Consumer InternetNetworking

Musings on what makes a community succeed

By February 1, 2007 February 11th, 2008 6 Comments

Now that there are many established and vibrant web communities out there it is interesting to try and understand what it is that makes them successful. There are many aspects to this, but one that isn’t discussed very often is the behavioural norms of the members.

People hang out in communities (online and offline) because they are pleasant places to be. You choose the communities you like in large part because the other people there are polite and behave in the way that you like to behave. There are unwritten rules which determine what is acceptable and what isn’t and the community is policed by its members. Think rural village or social network – it is the same for both.

When these rules work well the community thrives, and if they stop working the community can fall apart.

Webforums like the Mobile Monday Yahoo Group are a good and simple example – people post news and questions to the group and over time rules have emerged governing what is allowed (anything to do with the mobile web) and what isn’t (blatant advertising). When the rules are broken people respond with lots of angry posts and if necessary the moderators wade in to sum up group opinion and explicitly say what should be allowed and what shouldn’t. Thus the group has a set of rules, is self policing and thrives because of it. If the self policing failed and the advert spam became to voluminous people would stop participating and the community would fall apart.
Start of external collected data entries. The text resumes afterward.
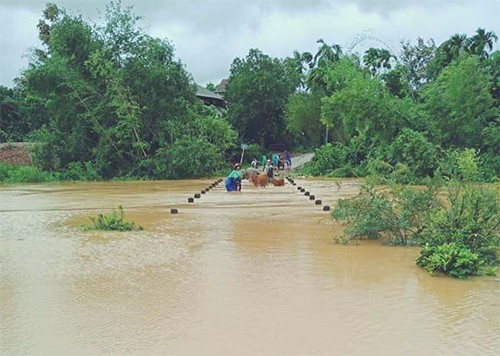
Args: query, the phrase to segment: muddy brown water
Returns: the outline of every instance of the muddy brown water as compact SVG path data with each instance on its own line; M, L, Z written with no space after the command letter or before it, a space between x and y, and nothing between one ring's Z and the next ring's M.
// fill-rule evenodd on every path
M295 186L213 180L0 186L1 355L493 355L498 277L342 246ZM300 180L334 205L359 182ZM85 232L123 205L140 232ZM170 214L177 208L178 214Z

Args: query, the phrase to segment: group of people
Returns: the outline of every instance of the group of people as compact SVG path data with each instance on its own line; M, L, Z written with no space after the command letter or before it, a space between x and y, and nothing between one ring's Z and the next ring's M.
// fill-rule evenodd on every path
M268 159L267 156L263 155L260 159L260 162L257 160L257 158L254 158L252 160L252 168L257 169L257 166L259 164L262 165L262 171L266 170L266 166L268 166L268 163L271 162L274 166L274 168L278 170L284 170L286 169L291 169L292 168L292 156L290 155L290 152L285 151L284 156L280 153L273 153L271 156L271 159Z
M252 168L257 169L258 161L256 158L252 160ZM285 165L287 169L292 168L292 156L290 152L285 151L285 157L278 153L273 153L272 158L268 159L265 155L262 156L261 162L262 171L266 172L268 180L271 182L274 178L274 170L285 169ZM225 180L226 190L228 192L241 191L241 179L243 177L243 173L241 171L241 164L236 163L233 166L233 170L227 176Z

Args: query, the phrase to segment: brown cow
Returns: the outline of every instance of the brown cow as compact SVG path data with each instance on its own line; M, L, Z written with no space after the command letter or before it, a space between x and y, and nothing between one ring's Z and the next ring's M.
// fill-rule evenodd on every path
M256 187L266 187L267 186L267 174L266 173L261 173L259 175L254 175L250 177L250 180L252 181L253 185Z
M284 178L273 178L273 184L275 187L283 187L285 185Z

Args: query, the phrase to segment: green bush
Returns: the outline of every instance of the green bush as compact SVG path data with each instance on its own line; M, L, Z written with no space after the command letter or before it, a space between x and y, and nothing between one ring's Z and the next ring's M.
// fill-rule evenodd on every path
M500 179L500 155L491 152L481 155L481 167L485 181L498 182Z
M42 183L56 179L53 174L33 166L4 166L0 168L0 178L7 183Z
M486 265L498 263L500 199L485 186L454 183L449 186L449 207L432 212L422 232L429 246L459 243L477 253Z
M327 143L318 148L309 167L310 174L328 175L351 163L351 150L341 143Z
M391 243L407 245L418 242L428 214L438 207L432 184L426 189L394 186L387 191L365 185L357 197L339 200L332 217L348 223L344 230L348 238L377 239L386 234Z
M89 216L92 220L93 225L84 226L87 230L106 230L106 231L132 231L132 230L143 230L141 225L136 225L132 221L125 220L125 211L121 205L118 206L118 210L113 209L113 211L104 215L99 213L97 217Z
M418 131L403 129L387 151L393 166L403 164L407 167L407 176L431 177L438 166L436 146Z
M368 174L386 177L394 171L394 167L380 158L369 159L366 164Z
M159 150L156 174L159 178L208 177L224 162L217 146L203 137L184 136Z
M441 166L443 175L455 180L483 181L481 159L479 153L472 148L449 151Z
M0 182L4 182L7 180L7 178L9 177L9 172L13 168L14 167L10 164L0 162Z
M63 180L95 181L101 179L92 162L71 162L61 173Z
M431 274L441 272L455 278L476 274L481 265L479 255L458 242L426 245L416 261L417 266L425 268Z

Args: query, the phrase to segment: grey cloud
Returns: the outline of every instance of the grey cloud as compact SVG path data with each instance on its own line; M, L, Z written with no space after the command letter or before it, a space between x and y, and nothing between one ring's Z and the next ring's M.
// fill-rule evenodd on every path
M109 3L0 0L0 84L10 85L27 65L22 55L40 45L36 23L51 1L92 22ZM397 47L403 37L439 42L479 26L500 32L494 15L499 0L122 0L122 5L133 5L143 17L139 25L152 36L170 40L200 83L227 76L232 60L252 47L284 57L294 49L316 50L318 38L349 47L371 36Z

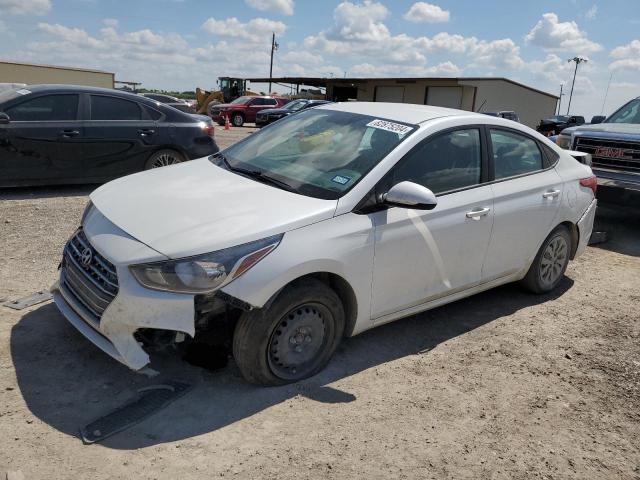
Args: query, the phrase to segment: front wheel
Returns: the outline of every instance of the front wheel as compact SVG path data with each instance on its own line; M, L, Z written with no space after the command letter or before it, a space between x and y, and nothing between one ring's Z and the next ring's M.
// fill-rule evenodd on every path
M231 123L233 123L234 127L241 127L244 125L244 117L241 113L234 113L231 116Z
M251 383L297 382L326 366L344 323L338 295L319 280L302 280L285 288L268 307L240 317L233 356Z
M569 265L571 235L560 225L545 239L522 284L533 293L547 293L558 286Z

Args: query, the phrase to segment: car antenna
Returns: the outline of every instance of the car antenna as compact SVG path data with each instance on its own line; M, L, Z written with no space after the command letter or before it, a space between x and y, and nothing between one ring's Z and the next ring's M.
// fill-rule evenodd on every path
M482 102L482 104L480 105L480 107L476 110L476 113L479 113L482 111L482 107L484 107L484 104L487 103L487 99L484 99L484 102Z

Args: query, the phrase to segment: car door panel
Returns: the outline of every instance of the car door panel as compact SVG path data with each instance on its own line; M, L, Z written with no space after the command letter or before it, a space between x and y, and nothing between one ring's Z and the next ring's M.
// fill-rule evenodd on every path
M374 320L478 284L492 207L492 190L485 185L438 197L431 211L391 208L371 214ZM488 211L467 215L481 209Z
M0 126L3 185L63 182L81 169L84 129L78 95L42 95L7 109L13 119Z
M495 218L483 267L487 280L528 267L555 227L563 195L562 179L554 168L544 168L544 156L536 141L517 132L498 131L494 135L496 131L492 129L490 135L498 180L491 185ZM494 145L508 138L513 140L511 147ZM512 147L516 153L509 152ZM503 178L509 173L519 175Z
M85 170L104 179L142 170L157 146L157 123L129 100L91 95L91 105L85 123Z
M377 133L370 143L378 143ZM372 316L382 317L481 281L493 222L481 127L456 127L421 141L376 193L412 181L438 195L433 210L372 213L375 259ZM375 320L374 320L375 321Z

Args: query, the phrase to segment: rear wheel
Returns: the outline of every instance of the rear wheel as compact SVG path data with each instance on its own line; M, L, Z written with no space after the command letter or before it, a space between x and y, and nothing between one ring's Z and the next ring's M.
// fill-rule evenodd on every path
M244 116L241 113L232 114L231 123L233 123L234 127L241 127L244 125Z
M306 279L284 289L268 307L238 320L233 356L250 382L283 385L315 375L344 332L344 309L324 283Z
M534 293L547 293L558 286L569 264L571 235L560 225L545 239L522 284Z
M159 150L149 157L144 169L166 167L167 165L182 163L184 160L184 156L175 150Z

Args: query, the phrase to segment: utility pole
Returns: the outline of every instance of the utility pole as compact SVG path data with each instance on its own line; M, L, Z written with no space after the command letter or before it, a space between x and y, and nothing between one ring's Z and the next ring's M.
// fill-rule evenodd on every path
M273 52L278 50L278 44L276 43L276 33L273 32L271 36L271 65L269 66L269 95L271 95L271 79L273 78Z
M564 87L564 83L560 84L560 98L558 99L558 111L556 115L560 115L560 107L562 106L562 96L564 95L564 93L562 93L562 87Z
M573 98L573 86L576 83L576 74L578 73L578 65L580 65L582 62L588 62L588 61L589 60L582 57L573 57L567 60L567 62L569 63L576 62L576 68L573 71L573 82L571 82L571 93L569 94L569 106L567 107L567 115L569 115L569 110L571 110L571 99Z

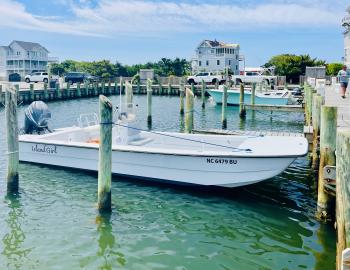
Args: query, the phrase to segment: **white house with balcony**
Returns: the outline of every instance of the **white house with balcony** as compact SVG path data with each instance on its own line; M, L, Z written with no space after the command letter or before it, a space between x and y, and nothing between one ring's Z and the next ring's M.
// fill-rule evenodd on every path
M239 45L219 41L203 40L192 58L192 73L224 72L227 68L233 74L239 74Z
M0 46L0 80L9 75L25 75L35 71L46 71L49 51L39 43L14 40L8 46Z
M348 15L342 20L344 31L344 64L350 67L350 6L347 9Z

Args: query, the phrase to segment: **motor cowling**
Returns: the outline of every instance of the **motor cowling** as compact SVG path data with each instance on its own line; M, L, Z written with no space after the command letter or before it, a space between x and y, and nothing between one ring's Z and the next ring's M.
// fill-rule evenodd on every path
M44 102L32 102L24 111L24 114L25 134L43 134L50 132L48 120L51 119L51 112Z

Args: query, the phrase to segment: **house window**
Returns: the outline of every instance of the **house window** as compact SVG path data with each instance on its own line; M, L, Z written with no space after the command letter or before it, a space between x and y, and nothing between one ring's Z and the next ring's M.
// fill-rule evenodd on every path
M220 60L216 60L216 64L220 66Z
M236 54L236 60L238 60L238 54Z
M17 55L21 55L21 52L17 52Z
M207 60L206 64L207 64L207 66L209 66L209 60Z
M231 60L228 60L228 65L231 66Z
M211 53L215 53L215 50L211 50Z
M236 70L238 70L238 66L236 65Z
M198 65L199 65L199 66L202 66L202 61L199 61L199 62L198 62Z

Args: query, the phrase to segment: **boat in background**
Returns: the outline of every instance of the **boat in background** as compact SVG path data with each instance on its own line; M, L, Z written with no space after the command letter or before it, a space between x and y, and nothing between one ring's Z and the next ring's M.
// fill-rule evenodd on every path
M208 89L210 96L213 97L214 101L218 104L222 103L223 87L219 89ZM250 102L252 92L251 90L244 90L245 102ZM227 104L239 105L239 89L228 89L227 90ZM271 90L264 92L255 92L255 104L256 105L287 105L291 102L292 94L288 90Z

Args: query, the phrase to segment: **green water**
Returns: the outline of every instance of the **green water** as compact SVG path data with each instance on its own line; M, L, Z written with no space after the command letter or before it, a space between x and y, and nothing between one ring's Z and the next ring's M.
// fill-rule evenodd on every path
M146 99L135 100L146 128ZM96 98L48 105L53 127L97 111ZM155 97L153 105L155 130L182 128L178 98ZM202 111L196 101L196 128L220 128L221 107L207 105ZM248 112L242 122L230 107L228 128L302 131L300 114L270 116ZM306 158L232 190L114 177L113 213L100 216L92 173L20 164L20 193L7 197L3 110L0 125L0 269L335 269L334 230L314 218Z

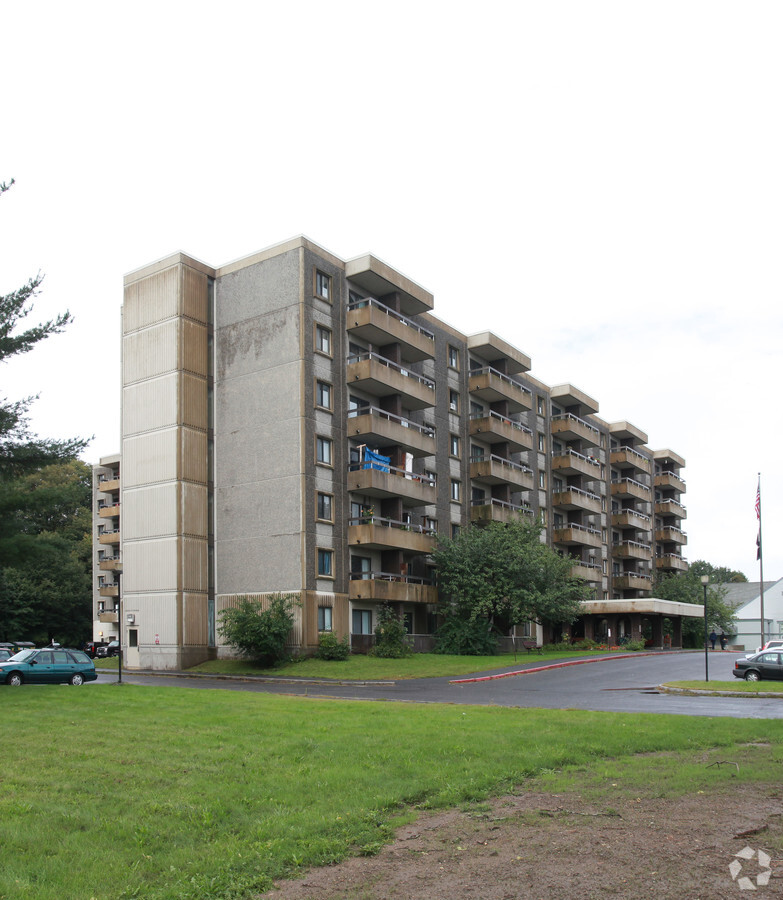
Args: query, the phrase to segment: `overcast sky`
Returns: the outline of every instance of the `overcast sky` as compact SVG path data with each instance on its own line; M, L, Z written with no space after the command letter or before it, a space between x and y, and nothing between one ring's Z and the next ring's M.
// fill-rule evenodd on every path
M783 4L6 4L0 292L32 423L119 450L123 275L372 252L686 459L685 554L783 577Z

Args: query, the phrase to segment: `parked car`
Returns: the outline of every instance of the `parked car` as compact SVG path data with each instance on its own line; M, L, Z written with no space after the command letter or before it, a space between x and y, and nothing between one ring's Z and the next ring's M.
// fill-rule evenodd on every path
M6 650L5 647L0 647L0 662L4 659L10 659L13 656L10 650Z
M90 657L90 659L95 659L96 656L100 655L98 653L100 648L105 646L106 641L87 641L87 643L84 645L84 652L87 654L87 656Z
M106 656L117 656L120 652L120 642L119 641L109 641L108 644L104 644L102 647L98 647L95 651L95 655L100 659L103 659Z
M737 659L734 662L733 675L735 678L744 678L745 681L783 681L781 653L777 650L765 650L763 653L754 653Z
M771 641L767 641L763 647L756 647L756 653L762 653L764 650L783 650L783 640L778 640L777 638ZM753 656L752 653L746 653L745 656Z
M97 677L95 664L83 650L20 650L0 662L0 681L13 686L25 682L80 685Z

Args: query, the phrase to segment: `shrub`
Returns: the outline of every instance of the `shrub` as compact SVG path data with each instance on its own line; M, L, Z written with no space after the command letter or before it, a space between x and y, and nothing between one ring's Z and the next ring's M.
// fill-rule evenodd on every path
M456 656L495 656L498 638L486 619L471 620L450 615L435 632L432 652Z
M382 659L402 659L404 656L410 656L413 650L406 640L407 634L402 619L391 606L384 603L378 610L375 646L370 651L370 655Z
M260 600L240 597L235 607L220 613L218 631L243 656L272 665L286 658L286 641L298 605L296 594L273 594L267 609Z
M348 659L351 655L351 647L348 643L348 635L340 641L333 631L324 631L318 636L318 650L316 659Z

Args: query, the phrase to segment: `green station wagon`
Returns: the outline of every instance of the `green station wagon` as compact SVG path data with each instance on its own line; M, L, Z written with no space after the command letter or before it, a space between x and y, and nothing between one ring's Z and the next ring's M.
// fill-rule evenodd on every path
M81 650L20 650L0 662L0 682L20 684L84 684L97 679L95 664Z

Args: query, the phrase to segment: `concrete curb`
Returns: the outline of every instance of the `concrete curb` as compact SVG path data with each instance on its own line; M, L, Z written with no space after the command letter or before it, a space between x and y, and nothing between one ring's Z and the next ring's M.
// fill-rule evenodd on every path
M669 651L671 652L671 651ZM562 662L548 663L542 666L531 666L528 669L515 669L513 672L500 672L496 675L477 675L475 678L455 678L449 684L472 684L477 681L495 681L498 678L510 678L514 675L532 675L535 672L547 672L550 669L564 669L566 666L582 666L585 663L607 662L610 659L633 659L640 656L657 656L658 653L612 653L608 656L591 656L587 659L564 659Z

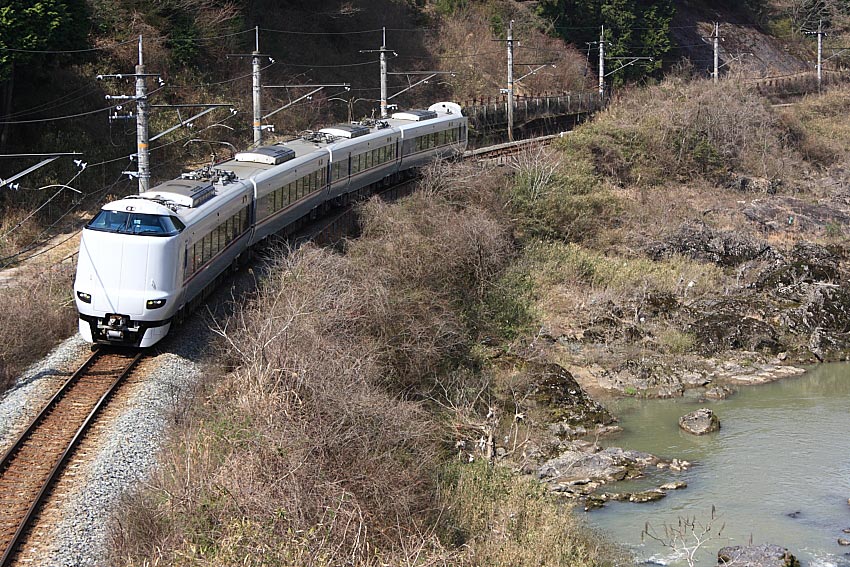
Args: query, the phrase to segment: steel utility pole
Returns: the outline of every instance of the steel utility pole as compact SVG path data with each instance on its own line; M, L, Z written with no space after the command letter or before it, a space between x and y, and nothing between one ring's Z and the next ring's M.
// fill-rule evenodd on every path
M599 34L599 103L605 102L605 26Z
M250 57L251 58L251 94L254 100L254 118L251 122L251 130L254 132L254 145L259 146L263 143L263 101L262 90L263 83L260 78L260 60L268 58L271 63L274 63L269 55L260 53L260 26L254 28L254 51L251 53L228 53L227 57Z
M387 117L387 28L381 30L381 118Z
M98 75L98 79L115 78L115 79L130 79L136 80L136 94L133 96L107 95L106 100L132 100L136 103L136 114L128 115L111 114L109 120L129 120L136 119L136 160L138 162L137 171L127 171L128 175L139 178L139 193L144 193L150 189L151 183L151 168L150 168L150 148L148 144L148 113L150 112L150 104L148 103L148 77L159 77L158 74L145 73L145 59L143 54L142 36L139 36L139 63L136 65L136 72L128 75ZM121 110L121 107L116 107L116 110Z
M823 20L818 22L818 92L823 82Z
M712 36L714 40L714 73L712 73L712 77L714 78L715 84L720 80L720 23L714 22L714 36Z
M817 35L818 36L818 91L821 90L821 86L823 83L823 20L818 22L818 31L816 32L804 32L806 35Z
M196 118L203 116L209 112L212 112L216 108L221 108L225 106L231 106L230 104L157 104L151 105L148 101L148 85L147 78L148 77L157 77L160 79L160 84L162 83L162 79L159 77L157 73L145 73L145 60L144 55L142 53L142 36L139 36L139 64L136 65L136 72L130 74L118 74L118 75L98 75L97 79L130 79L135 78L136 80L136 94L132 96L127 95L106 95L106 100L129 100L136 103L136 113L132 112L128 114L119 114L122 110L120 105L115 106L115 114L109 115L109 121L113 120L132 120L136 119L136 154L130 156L132 161L133 157L136 158L138 162L138 169L136 171L125 171L123 173L129 175L130 177L138 177L139 179L139 193L145 193L150 189L151 183L151 166L150 166L150 142L156 140L169 132L173 132L177 128L189 127L192 125L193 121ZM156 92L156 91L154 91ZM191 118L187 118L183 120L180 118L180 124L177 126L173 126L164 132L160 132L153 138L149 136L148 133L148 115L150 113L151 108L176 108L178 109L178 117L180 115L180 108L193 108L193 107L206 107L206 110L203 110ZM232 110L232 109L231 109ZM233 111L235 113L235 111Z
M148 142L149 110L142 36L139 36L139 64L136 65L136 150L139 156L139 193L144 193L151 186L151 154Z
M381 29L380 49L361 49L360 53L378 53L381 57L381 118L387 118L387 53L395 52L387 49L387 28Z
M508 141L514 141L514 21L508 24Z

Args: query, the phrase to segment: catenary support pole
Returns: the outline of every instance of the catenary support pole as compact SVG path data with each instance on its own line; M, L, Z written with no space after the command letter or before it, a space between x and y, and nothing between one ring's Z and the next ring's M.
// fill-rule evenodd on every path
M605 26L599 34L599 104L605 103Z
M254 120L251 127L254 131L254 145L263 143L263 106L262 83L260 81L260 26L254 31L254 52L251 54L252 95L254 99Z
M508 141L514 141L514 21L508 24Z
M823 82L823 20L818 22L818 92Z
M714 83L720 80L720 23L714 22L714 73L711 74Z
M381 118L387 117L387 28L381 35Z
M139 160L139 193L150 189L150 148L148 147L148 86L142 36L139 36L139 64L136 65L136 150Z

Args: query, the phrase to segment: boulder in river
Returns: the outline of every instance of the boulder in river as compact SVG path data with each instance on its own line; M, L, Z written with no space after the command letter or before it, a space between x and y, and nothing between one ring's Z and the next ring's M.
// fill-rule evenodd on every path
M800 562L787 548L765 543L736 545L717 552L717 565L735 567L800 567Z
M708 408L700 408L679 418L679 427L694 435L705 435L720 429L720 419Z
M540 480L564 483L576 479L613 482L637 478L643 470L658 462L649 453L624 451L619 447L608 447L595 453L569 447L554 459L543 463L537 470Z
An interesting question then is how those rules evolve, and if you are building an online community what you can do to influence that evolution to maximise your chances of success.

I have mentioned before that I am reading Emergence by Stpehen Johnson (if you are interested in this post you will love his book) – his view is that communities are best understood as emergent systems – by which he means the behaviour of the collective is determined by the ways in which community members behave in their everyday interactions with each other. The rules which govern those interactions determine the direction and ultimate health of the community.

Thought of like this there are clear parallels between online communities, rural communities and cities and even ant colonies and the operation of the human body. All these things are emergent systems.

Bringing this down to earh, as per Emergence the success of communities is determined by:

  • The number of members in the community
  • The rules that govern the behaviour of members
  • The feedback loops which re-enforce certain behaviours and filter out others

Johnson does a case study on Slashdot which illustrates this well:

  • Size – when the community was small everyone could read all the posts, but when it became larger the number of posts became too large and sophisticated rules and rating systems were required to keep the site usable – the optimum rule set changed as the community grew
  • Rules – the introduction of a 1-5 rating system, vertical subdomains, the formation of a cadre of people with sufficient status to review and critically the emergence of an unwritten rule or community norm that “slashdot status” is desirable – the evolution of this sophisticated rule set was critical to the success of Slashdot
  • Feedback – the rating system they devised has a complex feedback process which encourages quality submissions and fosters the emergence of an elite group of moderators and to maintain a position in that elite your contributions to Slashdot have to be highly rated by the community generally – the ruleset incorporated sophisticated feedback mechanisms

In conclusion this says a couple of things to me:

  • Growing a community pre critical mass and post critical mass is a very different game – the rules for the community itself will be very different
  • Status in the community is going to be a critical part of most social networks – as well as being an incentive to contribute it forms the bedrock of feedback mechanisms
  • Governing your community will be very hard if you are not part of it – site owners play the biggest role in determining rules and behavioural norms – getting these right will be a matter of fine judgement and will require a good understanding the mindset of the community
  • Most online communities have an offline component – this will be an important enabler of status and part of the feedback mechanism

A word of caution to the wise. Not everything that claims to be an online community is a community in these terms. Interaction between members is key, and unless there is a lot of it there is no “community”. A great and valuable service perhaps, but not a community.